My eyes widened and I inhaled. Really?
He just smiled and said, "Maybe you will get it Mommy."
It felt so sweet to me the way he did this. The fact that he was paying enough attention for nearly an hour at that point to know this. The poolside was very crowded and the athletes were coming in and out and there was no true organized way they were gathering. But, he knew.
The waiting became harder again. But now, I had a small smile. A hope. I was watching the crowd like crazy. I talked to my friend Karen, who had won, and she confirmed what Tommy said and she told me what the girl looked like.
With about 5 minutes to go before 5:00, I walked over to the guy in charge of things. I said, "I just wanted to confirm that there was still a spot left in my age group."

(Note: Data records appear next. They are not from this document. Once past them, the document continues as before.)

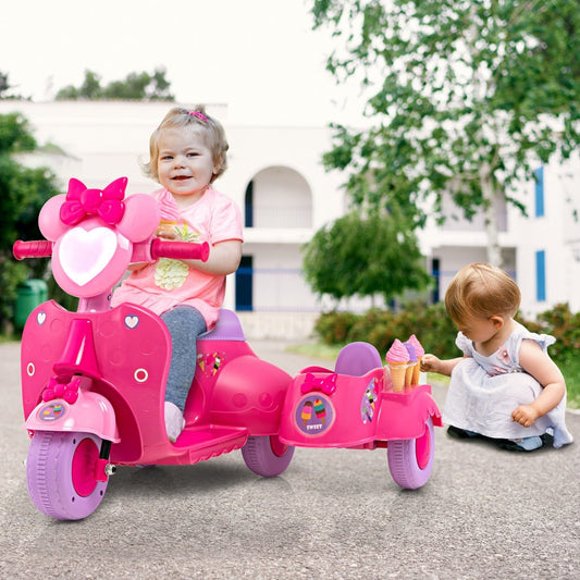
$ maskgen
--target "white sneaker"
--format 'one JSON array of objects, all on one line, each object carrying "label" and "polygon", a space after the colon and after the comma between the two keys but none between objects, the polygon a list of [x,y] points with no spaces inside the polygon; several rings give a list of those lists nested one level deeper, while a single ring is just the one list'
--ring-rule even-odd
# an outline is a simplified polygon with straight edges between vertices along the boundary
[{"label": "white sneaker", "polygon": [[185,427],[183,412],[174,403],[165,400],[165,431],[171,443],[175,443]]}]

He asked me my age, and my name.
Then he smiled, turned to me and put his hands on both my shoulders and said, "Stay Calm. And, get your money ready."
Ok, I almost just cried again as I wrote this.
I stood nearby and waited. The kids & Mark were next to me. Finally...
They called my name. As they had for all the other athletes accepting spot, the crowd cheered and yelled Congrats.
Totally psyched. I was happy happy happy.
Mission Accomplished!
The End!!!
6 comments:
awww!!!!! so awesome. congratulations!
YAY!!!!!!!!!!!! :)
Love this. And, well deserved! :) x
I second Jen, WELL DESERVED!!!!
This made me teary. xoxoxo
Just rediscovering your blog after a long blog reading hiatus. Congrats! This story almost brougt tears to my eyes. One special boy indeed!